One sequence, toward the beginning of Pete Docter’s old-man-and-a-kid romance, made everyone fall for Up. In the 1930s, Carl, a preteen adventurer (if only in his mind), hopes one day to visit Paradise Falls in remote South America; then he meets a girl named Ellie, whose daring matches his dreams, and it’s love at first sight. A tender montage synopsizes a half-century of their life together: the wedding, the fixing up of their home, the quiet walks, their respective jobs at the local zoo (her tending the animals, he selling balloons), their eager preparations for a child they later learn they can’t have, their need to defer the big trip to Paradise Falls to pay for home improvements, then her slowing pace and death. This series of vignettes is played without dialogue and underscored by Michael Giacchino’s wistful waltz. It’s the sweetest, saddest 4½ min. you’ll ever see in a movie.
With the love of his life gone, widower Carl (voiced by Ed Asner) might as well be dead. His home is really a mausoleum, and he is both caretaker and corpse. We never heard the mature Carl say a word to Ellie while she was alive, but now he talks nonstop to his absent darling. She’d understand his bitterness; she might even forgive it. And she’d surely approve of his decision to fly to Paradise Falls — in his own house, to which he has attached 20,000 helium-filled balloons. What he doesn’t expect is that he will have company: a Wilderness Ranger named Russell, who’s about the same age Carl was when he met Ellie.

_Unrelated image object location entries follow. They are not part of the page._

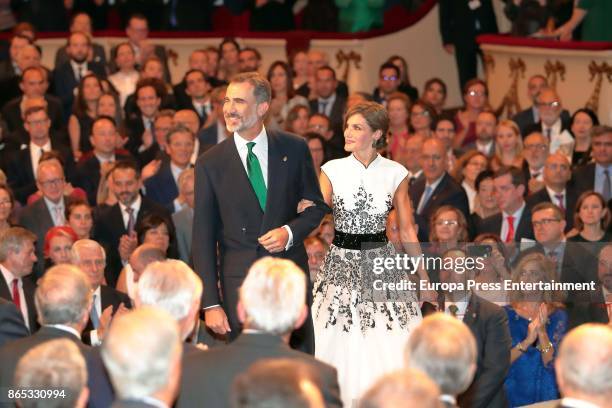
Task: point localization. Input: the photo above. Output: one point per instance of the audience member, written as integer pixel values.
(268, 322)
(17, 258)
(53, 365)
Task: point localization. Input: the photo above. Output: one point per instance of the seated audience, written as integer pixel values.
(583, 366)
(17, 258)
(55, 364)
(266, 334)
(537, 323)
(142, 355)
(63, 299)
(445, 350)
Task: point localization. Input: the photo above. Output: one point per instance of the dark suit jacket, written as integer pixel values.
(12, 326)
(64, 82)
(162, 188)
(448, 192)
(11, 112)
(571, 199)
(493, 224)
(109, 228)
(108, 297)
(228, 213)
(13, 351)
(20, 173)
(208, 377)
(88, 175)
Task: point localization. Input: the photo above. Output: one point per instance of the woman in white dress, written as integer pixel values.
(358, 330)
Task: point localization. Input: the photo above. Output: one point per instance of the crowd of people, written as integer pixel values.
(117, 185)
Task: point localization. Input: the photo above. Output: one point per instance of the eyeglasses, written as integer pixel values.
(545, 221)
(447, 222)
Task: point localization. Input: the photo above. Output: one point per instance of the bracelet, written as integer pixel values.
(546, 349)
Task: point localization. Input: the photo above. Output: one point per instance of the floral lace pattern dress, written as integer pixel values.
(356, 330)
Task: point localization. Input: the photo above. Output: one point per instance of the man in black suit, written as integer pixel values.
(239, 206)
(208, 377)
(63, 298)
(90, 169)
(331, 104)
(162, 187)
(583, 367)
(597, 175)
(513, 223)
(17, 258)
(156, 382)
(557, 173)
(66, 77)
(115, 226)
(436, 188)
(445, 349)
(23, 165)
(91, 258)
(460, 23)
(33, 85)
(12, 326)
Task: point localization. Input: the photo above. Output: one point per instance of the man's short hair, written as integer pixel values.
(277, 383)
(139, 351)
(63, 295)
(261, 86)
(54, 364)
(443, 348)
(13, 239)
(408, 388)
(170, 285)
(273, 295)
(516, 175)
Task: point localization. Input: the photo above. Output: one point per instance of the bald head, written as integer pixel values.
(584, 364)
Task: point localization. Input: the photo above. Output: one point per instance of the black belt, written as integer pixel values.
(357, 241)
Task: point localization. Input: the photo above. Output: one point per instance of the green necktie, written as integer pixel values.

Up revels in a minimum of dialogue, deft comic underplaying and a style the Pixar people call “simplexity” — a character design that stresses circles and cubes. Carl looks like a trash-compacted Spencer Tracy in his later years; Ellie is curvy; and the round Russell might be another balloon. The visual scheme also goes for contrasts: Carl’s home has a muted, almost funereal palette, while the South American flora and fauna form a ravishing fiesta of color. From the fairly radical notion of a family feature about a mean old man who literally and figuratively learns to let go, Docter and co-director and co-writer Bob Peterson sent Carl and the audience on a journey in two new directions: penetratingly inward and exaltedly up.